A U.N. investigator said the Saudi journalist was the victim of "a planned, organized, well-resourced and premeditated extrajudicial killing for which the state of Saudi Arabia must bear responsibility."

In his Monday tweet, Khosrowshahi said he told Axios after the interview "I said something in the moment I don't believe.
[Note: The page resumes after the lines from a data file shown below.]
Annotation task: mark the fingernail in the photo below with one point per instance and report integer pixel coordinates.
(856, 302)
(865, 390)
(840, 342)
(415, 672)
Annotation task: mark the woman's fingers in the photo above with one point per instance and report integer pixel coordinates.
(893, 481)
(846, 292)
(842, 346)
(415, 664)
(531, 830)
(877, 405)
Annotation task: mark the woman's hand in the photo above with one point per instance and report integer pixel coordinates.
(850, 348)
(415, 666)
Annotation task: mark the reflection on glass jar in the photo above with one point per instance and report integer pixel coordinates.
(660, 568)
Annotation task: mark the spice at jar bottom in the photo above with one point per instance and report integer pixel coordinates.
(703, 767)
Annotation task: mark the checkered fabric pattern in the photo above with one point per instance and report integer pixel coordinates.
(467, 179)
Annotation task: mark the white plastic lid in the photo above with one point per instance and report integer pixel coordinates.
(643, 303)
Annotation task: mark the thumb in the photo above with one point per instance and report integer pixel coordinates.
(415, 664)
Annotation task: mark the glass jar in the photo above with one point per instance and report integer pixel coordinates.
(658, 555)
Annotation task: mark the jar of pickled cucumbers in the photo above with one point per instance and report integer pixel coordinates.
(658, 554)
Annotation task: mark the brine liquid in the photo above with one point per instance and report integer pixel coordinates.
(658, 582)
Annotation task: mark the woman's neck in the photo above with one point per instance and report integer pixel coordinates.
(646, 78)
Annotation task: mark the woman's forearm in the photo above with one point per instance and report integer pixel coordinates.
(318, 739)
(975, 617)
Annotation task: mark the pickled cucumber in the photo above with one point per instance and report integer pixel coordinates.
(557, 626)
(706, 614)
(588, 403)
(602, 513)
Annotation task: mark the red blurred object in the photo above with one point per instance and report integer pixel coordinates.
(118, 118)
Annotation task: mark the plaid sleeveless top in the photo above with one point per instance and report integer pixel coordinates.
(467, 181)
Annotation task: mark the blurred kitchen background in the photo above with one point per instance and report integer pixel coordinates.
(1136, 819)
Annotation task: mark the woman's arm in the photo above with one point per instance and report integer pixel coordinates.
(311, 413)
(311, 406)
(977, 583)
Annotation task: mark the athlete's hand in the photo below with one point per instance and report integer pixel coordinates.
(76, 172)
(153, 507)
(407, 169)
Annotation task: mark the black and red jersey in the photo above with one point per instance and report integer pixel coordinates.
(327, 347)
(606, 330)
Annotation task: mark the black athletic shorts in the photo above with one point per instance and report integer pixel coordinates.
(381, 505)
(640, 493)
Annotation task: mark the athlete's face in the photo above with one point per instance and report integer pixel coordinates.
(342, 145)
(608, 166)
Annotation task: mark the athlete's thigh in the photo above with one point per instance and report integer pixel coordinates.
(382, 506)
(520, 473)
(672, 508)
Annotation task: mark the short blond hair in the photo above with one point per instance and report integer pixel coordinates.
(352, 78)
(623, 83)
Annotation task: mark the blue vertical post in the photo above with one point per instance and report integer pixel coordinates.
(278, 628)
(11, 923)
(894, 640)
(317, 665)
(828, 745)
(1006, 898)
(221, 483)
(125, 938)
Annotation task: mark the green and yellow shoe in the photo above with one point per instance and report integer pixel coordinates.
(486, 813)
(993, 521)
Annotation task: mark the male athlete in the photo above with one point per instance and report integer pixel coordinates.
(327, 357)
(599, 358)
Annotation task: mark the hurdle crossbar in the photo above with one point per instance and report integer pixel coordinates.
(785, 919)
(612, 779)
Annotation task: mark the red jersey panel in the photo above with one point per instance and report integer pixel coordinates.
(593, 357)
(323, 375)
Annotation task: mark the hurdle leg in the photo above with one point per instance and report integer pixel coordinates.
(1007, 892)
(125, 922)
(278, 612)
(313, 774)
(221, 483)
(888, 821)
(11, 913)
Our investors have long known my views here & I'm sorry I wasn't as clear on Axios."

Nonetheless, #BoycottUber began to trend Monday on Twitter, recalling the #DeleteUber movement that gathered steam years ago as the company struggled with image problems and lost customers to rival Lyft.

In making his remarks, Khosrowshahi showed terrible judgment as a leader, said Paul Argenti, professor of corporate communications at Dartmouth's Tuck School of Business.

"If I were a board member there, I would really be wondering about this guy," Argenti said. "Uber has enough problems without him. This is just another nail in the coffin."

It was perhaps the first public relations disaster Khosrowshahi brought upon himself after joining Uber as CEO to turn around a company that itself has been plagued with self-inflicted wounds.

Khosrowshahi has largely managed to stay out of the spotlight, unlike Uber's co-founder Travis Kalanick, who was ousted as CEO in 2017 after revelations arose about rampant internal sexual harassment , accusations that drivers had assaulted passengers and a cover-up of a computer break-in that stole personal information about its passengers, among other problems.

But especially in markets where there are few alternatives to Uber, consumers are unlikely to abandon the service over Khosrowshahi's remarks, said Rosalind Chow, associate professor of organizational behavior and theory at Carnegie Mellon University.

"People have very short-term memories," she said.